22.00 Uhr Wahnsinn! Habe eben in der Bibliothek einen Stapel Bücher übers Balzverhalten von Tieren ausgeliehen. Als ich mit dem einen dann angefangen habe, konnte ich es gar nicht mehr weglegen.
Jetzt kapiere ich endlich, worum es geht: Der Mensch ist ja auch nur ein Tier. Von wegen Biene und Blume! Es ist nicht so, dass man als Weibchen das Männchen anlocken und mit bunten Farben und Düften dafür sorgen muss, dass ihm die Sinne schwinden. Es ist umgekehrt! Das Männchen ist bunt und balzt. Und das Weibchen steht im unscheinbaren Federkleid kühl am Rande, beobachtet, wie die Kerle alles geben, und wählt schließlich einen aus. Oh ja! Das Weibchen. Wählt aus. Das muss man sich mal auf der Zunge zergehen lassen. Ich sehe die Welt mit neuen Augen!

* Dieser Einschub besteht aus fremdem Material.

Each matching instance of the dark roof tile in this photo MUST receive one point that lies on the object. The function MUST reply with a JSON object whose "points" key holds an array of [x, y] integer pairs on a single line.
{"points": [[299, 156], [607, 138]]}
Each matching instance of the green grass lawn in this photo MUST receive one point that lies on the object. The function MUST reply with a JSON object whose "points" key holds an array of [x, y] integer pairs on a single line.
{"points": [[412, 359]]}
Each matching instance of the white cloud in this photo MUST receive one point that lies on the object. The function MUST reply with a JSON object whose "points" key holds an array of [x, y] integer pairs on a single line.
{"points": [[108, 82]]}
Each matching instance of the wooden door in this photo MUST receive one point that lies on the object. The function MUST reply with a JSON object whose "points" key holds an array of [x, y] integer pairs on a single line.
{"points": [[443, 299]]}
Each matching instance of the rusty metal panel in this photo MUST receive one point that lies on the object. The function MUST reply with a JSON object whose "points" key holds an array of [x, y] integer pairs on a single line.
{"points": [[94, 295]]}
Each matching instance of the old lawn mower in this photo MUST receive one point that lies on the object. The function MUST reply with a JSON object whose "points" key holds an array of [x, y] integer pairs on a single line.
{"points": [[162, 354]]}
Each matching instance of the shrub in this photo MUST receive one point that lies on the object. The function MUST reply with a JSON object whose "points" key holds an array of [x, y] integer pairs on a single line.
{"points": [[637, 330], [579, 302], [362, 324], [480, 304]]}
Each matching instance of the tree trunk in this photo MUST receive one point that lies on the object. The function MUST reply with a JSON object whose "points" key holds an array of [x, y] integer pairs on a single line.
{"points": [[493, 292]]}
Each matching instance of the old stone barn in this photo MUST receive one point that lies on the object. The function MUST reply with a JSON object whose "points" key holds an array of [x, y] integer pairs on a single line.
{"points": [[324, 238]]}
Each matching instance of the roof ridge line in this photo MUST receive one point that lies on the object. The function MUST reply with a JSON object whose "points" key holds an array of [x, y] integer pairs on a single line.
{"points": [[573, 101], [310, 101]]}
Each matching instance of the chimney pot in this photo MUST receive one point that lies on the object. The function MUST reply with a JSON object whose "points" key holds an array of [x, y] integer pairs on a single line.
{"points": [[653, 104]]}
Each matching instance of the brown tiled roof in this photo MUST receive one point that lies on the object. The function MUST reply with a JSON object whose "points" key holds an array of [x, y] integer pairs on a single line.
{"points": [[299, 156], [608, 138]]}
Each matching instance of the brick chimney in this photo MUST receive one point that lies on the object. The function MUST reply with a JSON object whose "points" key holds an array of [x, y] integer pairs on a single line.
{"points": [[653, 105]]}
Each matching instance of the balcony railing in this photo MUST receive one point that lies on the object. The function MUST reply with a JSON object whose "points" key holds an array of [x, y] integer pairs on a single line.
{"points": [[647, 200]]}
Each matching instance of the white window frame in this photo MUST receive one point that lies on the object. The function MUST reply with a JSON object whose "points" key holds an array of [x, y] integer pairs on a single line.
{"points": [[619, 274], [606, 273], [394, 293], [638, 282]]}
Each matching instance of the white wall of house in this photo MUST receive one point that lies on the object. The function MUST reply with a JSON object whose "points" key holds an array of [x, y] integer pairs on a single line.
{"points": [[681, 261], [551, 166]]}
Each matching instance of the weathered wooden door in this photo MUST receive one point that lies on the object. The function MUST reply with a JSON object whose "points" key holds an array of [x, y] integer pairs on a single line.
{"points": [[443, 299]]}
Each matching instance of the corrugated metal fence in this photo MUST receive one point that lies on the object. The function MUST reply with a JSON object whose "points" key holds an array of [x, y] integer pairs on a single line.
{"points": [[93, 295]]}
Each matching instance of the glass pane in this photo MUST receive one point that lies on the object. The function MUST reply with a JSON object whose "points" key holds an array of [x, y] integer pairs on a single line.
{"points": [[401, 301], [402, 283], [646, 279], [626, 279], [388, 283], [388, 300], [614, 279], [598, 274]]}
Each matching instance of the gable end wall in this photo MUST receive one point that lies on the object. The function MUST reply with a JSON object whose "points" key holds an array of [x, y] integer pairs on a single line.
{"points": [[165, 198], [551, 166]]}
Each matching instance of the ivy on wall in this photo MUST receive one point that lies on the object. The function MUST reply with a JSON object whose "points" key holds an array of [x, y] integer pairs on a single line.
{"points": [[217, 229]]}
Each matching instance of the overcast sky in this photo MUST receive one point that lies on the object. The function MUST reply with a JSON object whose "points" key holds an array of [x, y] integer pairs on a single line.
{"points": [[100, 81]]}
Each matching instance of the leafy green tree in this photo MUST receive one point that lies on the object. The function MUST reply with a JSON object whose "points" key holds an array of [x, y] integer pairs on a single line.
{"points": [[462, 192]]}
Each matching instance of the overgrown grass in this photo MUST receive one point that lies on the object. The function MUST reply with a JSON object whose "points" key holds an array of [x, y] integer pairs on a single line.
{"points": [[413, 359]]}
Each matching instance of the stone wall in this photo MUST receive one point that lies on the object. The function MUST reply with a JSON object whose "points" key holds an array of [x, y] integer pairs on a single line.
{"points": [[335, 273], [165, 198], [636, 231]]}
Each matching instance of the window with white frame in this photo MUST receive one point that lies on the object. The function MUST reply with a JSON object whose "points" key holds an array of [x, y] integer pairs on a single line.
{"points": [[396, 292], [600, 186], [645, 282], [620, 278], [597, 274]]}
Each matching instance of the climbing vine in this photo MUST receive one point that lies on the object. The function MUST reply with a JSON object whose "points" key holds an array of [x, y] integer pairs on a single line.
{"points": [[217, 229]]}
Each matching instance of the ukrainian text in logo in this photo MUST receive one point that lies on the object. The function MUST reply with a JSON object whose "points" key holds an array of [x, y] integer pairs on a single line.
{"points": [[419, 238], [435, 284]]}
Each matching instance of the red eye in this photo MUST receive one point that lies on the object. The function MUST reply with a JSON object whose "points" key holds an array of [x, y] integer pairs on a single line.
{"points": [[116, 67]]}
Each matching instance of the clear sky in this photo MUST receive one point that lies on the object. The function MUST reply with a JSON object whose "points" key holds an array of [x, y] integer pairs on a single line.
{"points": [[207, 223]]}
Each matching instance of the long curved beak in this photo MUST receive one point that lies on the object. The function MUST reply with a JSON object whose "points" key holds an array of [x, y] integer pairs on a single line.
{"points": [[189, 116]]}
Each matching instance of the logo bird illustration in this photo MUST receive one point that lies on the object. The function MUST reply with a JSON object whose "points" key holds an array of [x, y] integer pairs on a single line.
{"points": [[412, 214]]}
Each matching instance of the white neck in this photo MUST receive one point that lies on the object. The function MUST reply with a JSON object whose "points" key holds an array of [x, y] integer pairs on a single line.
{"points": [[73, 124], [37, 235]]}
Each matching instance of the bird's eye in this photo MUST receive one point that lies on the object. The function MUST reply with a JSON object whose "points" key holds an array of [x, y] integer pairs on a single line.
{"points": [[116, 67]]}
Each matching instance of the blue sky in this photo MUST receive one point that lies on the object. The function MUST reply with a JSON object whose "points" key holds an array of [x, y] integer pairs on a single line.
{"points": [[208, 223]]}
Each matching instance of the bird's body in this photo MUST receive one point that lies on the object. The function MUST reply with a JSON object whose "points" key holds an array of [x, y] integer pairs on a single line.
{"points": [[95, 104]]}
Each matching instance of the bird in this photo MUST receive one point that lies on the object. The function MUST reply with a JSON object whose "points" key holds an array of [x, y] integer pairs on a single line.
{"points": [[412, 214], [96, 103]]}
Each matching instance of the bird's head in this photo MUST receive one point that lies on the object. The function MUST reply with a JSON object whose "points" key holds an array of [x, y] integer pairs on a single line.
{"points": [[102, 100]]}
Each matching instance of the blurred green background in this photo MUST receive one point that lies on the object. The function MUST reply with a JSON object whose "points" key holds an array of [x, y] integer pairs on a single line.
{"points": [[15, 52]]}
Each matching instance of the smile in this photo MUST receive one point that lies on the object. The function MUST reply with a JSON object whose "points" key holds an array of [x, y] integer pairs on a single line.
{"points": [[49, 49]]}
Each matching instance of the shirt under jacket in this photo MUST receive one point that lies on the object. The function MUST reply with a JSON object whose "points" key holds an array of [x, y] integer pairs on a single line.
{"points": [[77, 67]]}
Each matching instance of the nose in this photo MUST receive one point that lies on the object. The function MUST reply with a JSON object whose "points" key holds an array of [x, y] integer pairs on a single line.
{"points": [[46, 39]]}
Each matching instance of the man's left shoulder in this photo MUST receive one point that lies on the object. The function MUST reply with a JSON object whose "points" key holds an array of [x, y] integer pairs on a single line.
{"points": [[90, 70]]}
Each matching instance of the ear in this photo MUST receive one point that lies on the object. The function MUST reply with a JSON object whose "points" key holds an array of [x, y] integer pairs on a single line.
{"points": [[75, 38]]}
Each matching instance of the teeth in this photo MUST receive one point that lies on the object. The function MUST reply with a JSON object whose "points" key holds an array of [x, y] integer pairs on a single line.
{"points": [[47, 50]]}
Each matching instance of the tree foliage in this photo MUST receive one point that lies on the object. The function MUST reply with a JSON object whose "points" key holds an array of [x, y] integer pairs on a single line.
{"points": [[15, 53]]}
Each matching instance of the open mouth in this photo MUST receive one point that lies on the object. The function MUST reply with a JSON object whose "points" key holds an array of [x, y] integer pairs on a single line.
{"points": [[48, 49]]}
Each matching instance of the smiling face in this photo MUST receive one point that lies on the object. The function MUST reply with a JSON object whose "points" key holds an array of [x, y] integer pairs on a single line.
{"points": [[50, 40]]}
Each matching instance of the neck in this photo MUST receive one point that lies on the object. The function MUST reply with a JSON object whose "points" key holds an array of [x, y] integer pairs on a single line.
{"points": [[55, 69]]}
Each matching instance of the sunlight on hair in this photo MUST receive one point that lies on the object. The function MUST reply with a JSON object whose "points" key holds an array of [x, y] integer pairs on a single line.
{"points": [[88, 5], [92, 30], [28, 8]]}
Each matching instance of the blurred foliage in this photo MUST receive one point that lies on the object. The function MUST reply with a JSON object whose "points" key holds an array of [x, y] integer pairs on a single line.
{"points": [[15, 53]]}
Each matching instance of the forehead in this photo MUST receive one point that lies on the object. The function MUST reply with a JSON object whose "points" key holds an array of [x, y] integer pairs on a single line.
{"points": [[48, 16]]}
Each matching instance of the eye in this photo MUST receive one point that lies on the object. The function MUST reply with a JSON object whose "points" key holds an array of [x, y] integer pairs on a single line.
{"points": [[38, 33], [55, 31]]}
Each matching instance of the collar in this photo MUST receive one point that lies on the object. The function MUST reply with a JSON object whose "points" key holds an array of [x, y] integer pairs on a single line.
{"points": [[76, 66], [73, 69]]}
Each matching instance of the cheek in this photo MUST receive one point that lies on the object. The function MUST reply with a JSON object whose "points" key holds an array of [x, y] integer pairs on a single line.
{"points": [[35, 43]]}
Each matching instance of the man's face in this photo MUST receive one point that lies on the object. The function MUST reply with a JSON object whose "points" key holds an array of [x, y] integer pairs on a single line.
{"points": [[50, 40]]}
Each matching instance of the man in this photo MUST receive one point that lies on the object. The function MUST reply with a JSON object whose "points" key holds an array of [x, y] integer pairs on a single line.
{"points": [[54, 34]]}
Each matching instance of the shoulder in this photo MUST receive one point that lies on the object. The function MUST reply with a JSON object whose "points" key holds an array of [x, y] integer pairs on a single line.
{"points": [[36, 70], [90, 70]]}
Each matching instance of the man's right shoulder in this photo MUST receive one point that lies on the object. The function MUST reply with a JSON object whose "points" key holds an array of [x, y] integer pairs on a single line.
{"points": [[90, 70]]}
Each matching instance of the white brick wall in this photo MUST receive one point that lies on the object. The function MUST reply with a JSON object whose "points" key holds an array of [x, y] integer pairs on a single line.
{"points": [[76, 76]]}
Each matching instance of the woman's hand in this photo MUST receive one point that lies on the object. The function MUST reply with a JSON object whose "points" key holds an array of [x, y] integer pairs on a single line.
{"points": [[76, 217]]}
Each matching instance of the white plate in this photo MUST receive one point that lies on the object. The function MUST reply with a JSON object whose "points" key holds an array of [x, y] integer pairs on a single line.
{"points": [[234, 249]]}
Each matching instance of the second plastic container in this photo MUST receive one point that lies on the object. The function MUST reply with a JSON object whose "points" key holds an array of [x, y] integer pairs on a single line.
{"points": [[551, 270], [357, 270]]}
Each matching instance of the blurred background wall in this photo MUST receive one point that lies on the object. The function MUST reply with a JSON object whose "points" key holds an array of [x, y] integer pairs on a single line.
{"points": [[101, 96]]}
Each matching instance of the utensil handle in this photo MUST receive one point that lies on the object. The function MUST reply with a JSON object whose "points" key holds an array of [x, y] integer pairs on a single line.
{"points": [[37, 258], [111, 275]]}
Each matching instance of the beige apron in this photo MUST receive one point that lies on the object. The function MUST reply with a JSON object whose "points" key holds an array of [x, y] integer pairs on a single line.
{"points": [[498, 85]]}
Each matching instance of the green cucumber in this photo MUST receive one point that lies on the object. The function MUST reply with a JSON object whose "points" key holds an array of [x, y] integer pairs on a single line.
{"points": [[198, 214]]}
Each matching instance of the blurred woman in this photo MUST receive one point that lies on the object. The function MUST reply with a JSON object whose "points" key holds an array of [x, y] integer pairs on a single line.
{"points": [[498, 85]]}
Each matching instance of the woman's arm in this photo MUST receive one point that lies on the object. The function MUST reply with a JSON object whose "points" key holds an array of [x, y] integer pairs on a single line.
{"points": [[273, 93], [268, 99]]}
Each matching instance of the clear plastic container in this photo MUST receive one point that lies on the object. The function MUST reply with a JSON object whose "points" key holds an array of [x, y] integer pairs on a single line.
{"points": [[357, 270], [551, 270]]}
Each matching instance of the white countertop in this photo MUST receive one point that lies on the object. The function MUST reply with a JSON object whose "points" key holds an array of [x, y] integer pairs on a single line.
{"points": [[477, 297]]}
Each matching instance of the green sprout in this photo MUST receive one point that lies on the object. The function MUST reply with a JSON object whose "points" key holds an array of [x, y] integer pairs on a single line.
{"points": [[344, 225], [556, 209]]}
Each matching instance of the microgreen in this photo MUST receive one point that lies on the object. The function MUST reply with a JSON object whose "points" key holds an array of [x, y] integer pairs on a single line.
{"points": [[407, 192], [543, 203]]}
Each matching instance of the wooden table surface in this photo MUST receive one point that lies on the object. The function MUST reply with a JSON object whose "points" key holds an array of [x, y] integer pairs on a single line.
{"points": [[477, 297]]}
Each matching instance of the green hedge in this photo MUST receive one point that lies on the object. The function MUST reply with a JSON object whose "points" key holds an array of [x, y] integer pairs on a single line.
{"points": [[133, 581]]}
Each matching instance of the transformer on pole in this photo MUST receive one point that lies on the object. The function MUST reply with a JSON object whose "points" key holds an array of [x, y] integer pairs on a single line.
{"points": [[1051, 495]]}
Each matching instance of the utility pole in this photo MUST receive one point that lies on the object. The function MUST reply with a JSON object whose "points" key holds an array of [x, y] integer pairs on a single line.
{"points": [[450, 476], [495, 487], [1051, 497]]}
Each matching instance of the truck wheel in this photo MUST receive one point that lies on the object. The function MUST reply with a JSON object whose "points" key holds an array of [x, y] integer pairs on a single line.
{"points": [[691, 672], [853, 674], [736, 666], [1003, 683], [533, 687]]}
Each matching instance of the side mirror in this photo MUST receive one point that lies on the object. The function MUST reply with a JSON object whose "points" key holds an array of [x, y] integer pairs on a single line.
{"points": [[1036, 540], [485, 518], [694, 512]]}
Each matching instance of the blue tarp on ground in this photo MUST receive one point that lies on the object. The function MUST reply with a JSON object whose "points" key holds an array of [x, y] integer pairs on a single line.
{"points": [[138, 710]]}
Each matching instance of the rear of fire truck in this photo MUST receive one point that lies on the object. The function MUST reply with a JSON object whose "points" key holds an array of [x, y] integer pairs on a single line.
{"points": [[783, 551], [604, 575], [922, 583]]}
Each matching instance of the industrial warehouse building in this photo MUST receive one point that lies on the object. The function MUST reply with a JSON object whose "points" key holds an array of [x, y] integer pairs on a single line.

Irgendwie ist da aber ein Knick in meiner Argumentationskette. Es hapert noch mit der Übertragbarkeit auf den Menschen. Ich meine, ich zum Beispiel habe ja schon gewählt. Jakob. Aberirgendwie komme ich nicht weiter. Vielleicht liegt es daran, dass andere Weibchen dasselbe Männchen wie ich gewählt haben? Was passiert im Tierreich denn dann? Das muss ich noch herausfinden.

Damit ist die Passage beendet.